Reduced Kinetic Mechanisms for Propane Diffusion Flames

Abstract

Propane is an important practical fuel and its high temperature combustion is characterised by the rapid decomposition into smaller C₁–C₃ intermediates [15.1]. This behaviour is similar to the combustion of more complex hydrocarbon fuels. From a modelling perspective, a propane combustion mechanism, compared to that of other higher hydrocarbons, requires the smallest number of species and reactions that are necessary for a thorough kinetic study of the C₁–C₃ species. Previous modelling studies of propane combustion with detailed [15.1,15.2] and simplified [15.3] chemistry have mainly focused on premixed flames with little attention given to non-premixed conditions [15.4]–[15.5]. There is also a lack of simplified mechanisms based on the systematic reduction of complex chemical mechanisms for non-premixed propane flames.
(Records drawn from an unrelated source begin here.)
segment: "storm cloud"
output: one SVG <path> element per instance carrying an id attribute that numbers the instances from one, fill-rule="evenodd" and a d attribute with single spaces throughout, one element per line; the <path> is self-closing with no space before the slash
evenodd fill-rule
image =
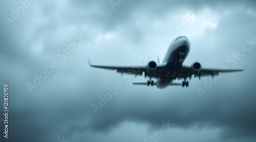
<path id="1" fill-rule="evenodd" d="M 9 109 L 8 138 L 0 121 L 1 141 L 154 141 L 152 136 L 156 141 L 255 141 L 255 4 L 1 2 L 0 80 L 9 84 Z M 184 65 L 245 70 L 159 90 L 132 85 L 146 80 L 143 76 L 92 68 L 87 61 L 145 65 L 158 54 L 162 59 L 180 35 L 191 44 Z M 108 93 L 114 94 L 100 105 Z M 100 107 L 96 113 L 94 104 Z"/>

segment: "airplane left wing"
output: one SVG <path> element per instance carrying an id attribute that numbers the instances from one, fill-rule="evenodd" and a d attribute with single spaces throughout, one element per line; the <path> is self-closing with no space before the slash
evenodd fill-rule
<path id="1" fill-rule="evenodd" d="M 111 70 L 116 70 L 117 72 L 127 74 L 132 74 L 135 75 L 142 75 L 143 72 L 145 73 L 145 75 L 149 76 L 148 74 L 146 74 L 146 66 L 99 66 L 99 65 L 92 65 L 91 64 L 90 60 L 88 60 L 88 62 L 90 66 L 94 68 L 101 68 L 104 69 L 109 69 Z M 156 71 L 151 74 L 151 77 L 157 78 L 161 75 L 162 71 L 164 71 L 163 65 L 160 65 L 157 67 Z"/>
<path id="2" fill-rule="evenodd" d="M 191 73 L 190 67 L 181 67 L 179 73 L 177 75 L 177 79 L 184 79 L 186 78 L 191 78 L 193 75 L 194 77 L 199 77 L 199 78 L 201 76 L 218 75 L 220 73 L 226 73 L 232 72 L 241 72 L 244 69 L 202 69 L 198 74 L 193 74 Z"/>

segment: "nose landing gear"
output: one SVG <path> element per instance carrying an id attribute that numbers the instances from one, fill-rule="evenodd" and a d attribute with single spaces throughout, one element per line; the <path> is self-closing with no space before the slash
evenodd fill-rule
<path id="1" fill-rule="evenodd" d="M 152 87 L 154 85 L 154 80 L 151 80 L 151 78 L 150 79 L 150 80 L 147 80 L 147 86 L 149 86 L 150 85 Z"/>
<path id="2" fill-rule="evenodd" d="M 186 87 L 188 87 L 188 81 L 186 81 L 186 79 L 185 80 L 182 81 L 181 82 L 181 87 L 184 87 L 185 86 L 186 86 Z"/>

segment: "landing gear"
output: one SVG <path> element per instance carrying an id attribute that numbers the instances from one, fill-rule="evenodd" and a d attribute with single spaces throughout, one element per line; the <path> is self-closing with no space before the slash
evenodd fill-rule
<path id="1" fill-rule="evenodd" d="M 150 80 L 147 80 L 147 86 L 151 85 L 153 87 L 154 86 L 154 80 L 152 80 L 151 79 Z"/>
<path id="2" fill-rule="evenodd" d="M 186 87 L 188 87 L 188 81 L 186 81 L 185 80 L 184 81 L 182 81 L 181 82 L 181 87 L 184 87 L 186 86 Z"/>

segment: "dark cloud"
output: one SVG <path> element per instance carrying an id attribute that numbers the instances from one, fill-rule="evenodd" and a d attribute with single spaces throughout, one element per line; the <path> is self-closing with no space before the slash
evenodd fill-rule
<path id="1" fill-rule="evenodd" d="M 1 141 L 56 141 L 62 136 L 70 141 L 143 141 L 167 120 L 174 125 L 162 141 L 254 141 L 256 45 L 234 63 L 227 58 L 243 48 L 245 39 L 256 41 L 255 2 L 205 1 L 179 32 L 175 22 L 181 22 L 182 14 L 199 2 L 124 1 L 113 11 L 108 1 L 37 1 L 10 27 L 3 18 L 0 77 L 2 84 L 9 83 L 10 111 L 9 138 L 2 136 Z M 1 16 L 11 17 L 11 9 L 20 5 L 2 2 Z M 61 61 L 57 53 L 80 33 L 87 39 Z M 87 63 L 88 58 L 111 65 L 139 65 L 157 54 L 162 59 L 180 35 L 191 44 L 184 64 L 246 64 L 246 70 L 224 74 L 200 96 L 197 89 L 204 89 L 210 77 L 193 78 L 188 88 L 161 90 L 132 86 L 144 81 L 142 77 L 122 77 Z M 26 83 L 53 60 L 59 67 L 31 93 Z M 98 104 L 99 96 L 118 81 L 123 88 L 95 115 L 92 104 Z"/>

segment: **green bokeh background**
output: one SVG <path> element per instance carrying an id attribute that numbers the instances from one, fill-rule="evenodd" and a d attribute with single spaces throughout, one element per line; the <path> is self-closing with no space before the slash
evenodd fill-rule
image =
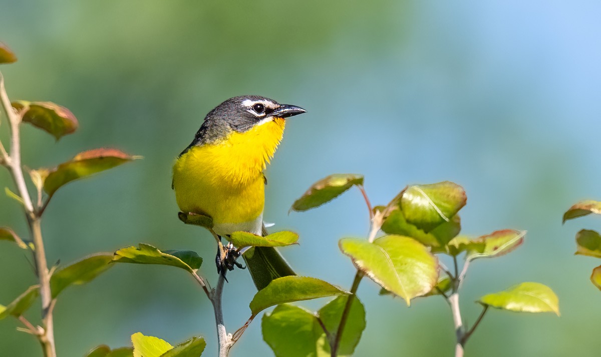
<path id="1" fill-rule="evenodd" d="M 601 225 L 591 217 L 562 226 L 561 218 L 578 200 L 601 198 L 600 12 L 594 0 L 0 0 L 0 41 L 19 58 L 0 69 L 10 97 L 56 102 L 81 125 L 58 144 L 25 127 L 24 163 L 55 165 L 102 146 L 145 157 L 60 189 L 43 222 L 49 260 L 67 264 L 143 242 L 212 260 L 210 236 L 177 219 L 171 166 L 206 112 L 228 97 L 257 94 L 308 111 L 289 121 L 267 172 L 264 216 L 299 233 L 300 246 L 282 249 L 299 273 L 349 288 L 354 269 L 337 240 L 368 229 L 356 191 L 288 215 L 313 182 L 363 173 L 372 201 L 382 204 L 407 184 L 453 180 L 468 192 L 464 233 L 528 231 L 516 252 L 471 267 L 465 319 L 477 318 L 472 302 L 480 296 L 522 281 L 551 287 L 562 313 L 490 311 L 467 355 L 598 355 L 601 292 L 588 275 L 600 261 L 572 252 L 580 228 Z M 6 170 L 0 183 L 12 187 Z M 0 225 L 27 233 L 19 206 L 6 197 Z M 5 243 L 0 251 L 6 304 L 35 278 L 22 251 Z M 202 270 L 215 278 L 212 264 Z M 248 318 L 254 288 L 246 272 L 230 275 L 232 330 Z M 442 299 L 407 308 L 377 292 L 367 279 L 359 288 L 367 327 L 356 356 L 452 355 Z M 36 322 L 37 310 L 28 314 Z M 216 350 L 210 304 L 175 268 L 115 266 L 66 291 L 55 316 L 61 356 L 101 343 L 126 346 L 138 331 L 172 344 L 201 334 L 207 355 Z M 260 322 L 233 357 L 272 355 Z M 41 355 L 17 326 L 0 322 L 0 355 Z"/>

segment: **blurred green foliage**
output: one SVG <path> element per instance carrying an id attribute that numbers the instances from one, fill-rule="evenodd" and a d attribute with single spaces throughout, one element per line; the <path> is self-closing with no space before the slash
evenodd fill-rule
<path id="1" fill-rule="evenodd" d="M 471 273 L 463 299 L 520 276 L 552 285 L 562 301 L 561 319 L 490 314 L 468 353 L 595 355 L 599 316 L 588 307 L 599 292 L 582 273 L 590 264 L 570 254 L 573 227 L 561 229 L 558 221 L 572 203 L 601 197 L 600 7 L 592 0 L 0 0 L 0 40 L 19 58 L 2 67 L 11 99 L 54 102 L 80 123 L 58 144 L 24 128 L 23 162 L 53 166 L 100 146 L 145 157 L 53 198 L 43 222 L 49 263 L 138 242 L 212 257 L 212 238 L 177 219 L 171 166 L 206 112 L 227 98 L 257 94 L 308 111 L 290 121 L 267 171 L 265 218 L 276 230 L 299 234 L 300 246 L 282 249 L 299 272 L 348 286 L 352 267 L 337 242 L 365 233 L 358 194 L 338 199 L 331 215 L 287 215 L 316 178 L 368 174 L 365 185 L 376 201 L 408 183 L 451 180 L 470 194 L 462 218 L 473 233 L 528 230 L 525 246 Z M 11 186 L 5 171 L 0 182 Z M 17 205 L 0 198 L 0 225 L 25 237 Z M 5 305 L 35 281 L 23 251 L 0 243 Z M 128 345 L 136 331 L 172 341 L 202 334 L 206 353 L 214 355 L 210 304 L 189 277 L 163 267 L 118 266 L 62 294 L 55 310 L 59 355 Z M 254 287 L 243 271 L 228 279 L 226 322 L 240 325 Z M 407 309 L 377 296 L 375 284 L 359 290 L 367 325 L 357 356 L 451 354 L 442 299 Z M 473 321 L 477 313 L 463 314 Z M 0 324 L 0 351 L 39 355 L 16 326 Z M 251 325 L 232 356 L 270 353 L 260 327 Z"/>

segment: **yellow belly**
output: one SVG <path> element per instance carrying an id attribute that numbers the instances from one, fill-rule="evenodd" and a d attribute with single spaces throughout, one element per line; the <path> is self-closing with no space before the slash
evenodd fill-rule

The purpose of the present study is to formulate reduced reaction mechanisms based on the systematic theoretical investigation of propane-air diffusion flames using a planar counterflow geometry and the detailed chemistry defined in Chap. 1. Propane flames are here computed using rates of strain from 10/s to extinction at pressures ranging from 1 to 10 bar. The deduced mechanisms are also validated against the experimental results obtained by Tsuji and Yamaoka [15.6] for counterflow propane-air flames at strain rates of 150/s and 350/s. Using the results of the above computations the behaviour of non-premixed propane flames is analysed and the most important reaction paths indentified as functions of rate of strain and pressure.